Comment aurais-je pu imaginer alors que cette expérience me servirait, tant d’années après, à discuter de mes choix de traductions? 

A suivre, demain, même heure

 

Cliquez, vous défendrez avec moi les librairies de quartier!

 

 

Bien ensemble – Laure Hinckel, traductrice, pendant et après le coronavirus

 
Voilà, c’était ma façon de répondre à ces questions posées par Iulia Badea-Guéritée, de l’Institut culturel roumain de Paris, que je remercie pour l’invitation.
Je m’insère ainsi dans une magnifique série d’entretiens, après les amis Matei Visniec et Cristina Hermeziu, et aux côtés de nombreux musiciens et artistes.  
J’espère qu’il y aura des commentaires pour me dire si vous partagez ma vision de cette période difficile.
Et puis il y a peut-être parmi vous des admirateurs des « Lettres à Olga »? Et des lecteurs de la revue AOC? Dites-moi tout!
 

Qui a dit que traduire était facile?

29 mars

J’entre dans le chapitre 14. Celui du mensonge de la mère, le mensonge fondateur et déchirant, un épisode freudien d’une grande force. La violence du contexte. L’histoire d’une opération médicale dont personne n’a le souvenir…

Attention, spoiler!
Elle se dissémine en plusieurs échos, plus loin dans le livre : au préventorium de Voïla où le lit des petits pensionnaires disparaît la nuit dans une trappe… Un lieu où les enfants subiraient « des choses », imaginent les camarades du narrateur. Mais aussi, échos à la fin du livre, dans le «climax» des retrouvailles imaginaires avec la mère morte.
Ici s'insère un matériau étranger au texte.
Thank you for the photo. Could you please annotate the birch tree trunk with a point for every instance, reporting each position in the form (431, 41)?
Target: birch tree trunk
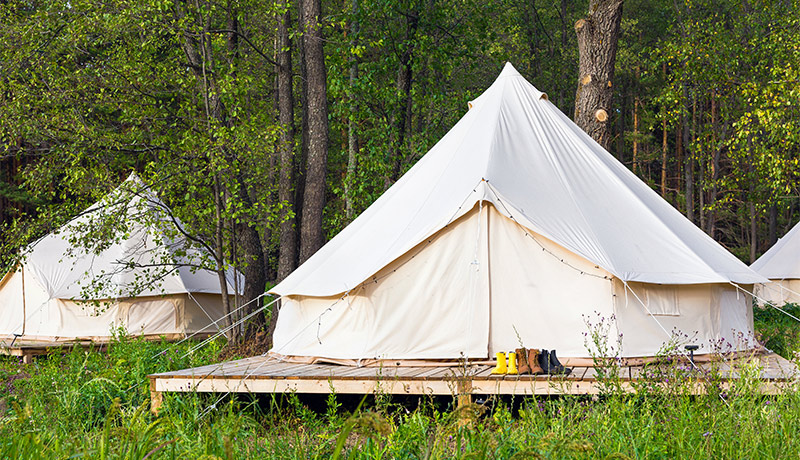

Je suis bien décidée à passer la page 200 et à arriver vite à la page 250… Mais je m’arrête sur de ces choses… Toujours des doutes, des broutilles. Ici par exemple, « je n’ai pas pu supporter cette pensée « jusqu’au bout » » dit littéralement le texte. J’écris « plus longtemps ». Le français est ici plus temporel, le roumain plus géographique, plus spatial, me semble-t-il. Le personnage ne peut « supporter de dérouler le fil de cette pensée jusqu’au bout », voilà ce que peut avoir pensé l’écrivain. Je ne peux pas me permettre de rajouter ce développement imagé. Mais ce que je dois au lecteur, c’est l’expression de la pensée dans sa langue, le français, et sans que rien n’accroche, car l’auteur n’a pas voulu retenir son lecteur sur cet anodin petit bout de phrase de la p. 197… Je suis devant cette page depuis une bonne petite heure et je n’arrive pas à avancer. Au moins, je nourris un peu ce journal de traduction…

Qui a dit que traduire était facile?

10 avril, 11 heures.

13 lignes en 1 heure, c’est grave, docteur?

En pleine traduction de ce livre incroyable qui me plonge dans des vertiges de beauté, j’apprends que son auteur, mon très cher Mircea Cartarescu, reçoit le prix Formentor couronnant l’ensemble de son œuvre!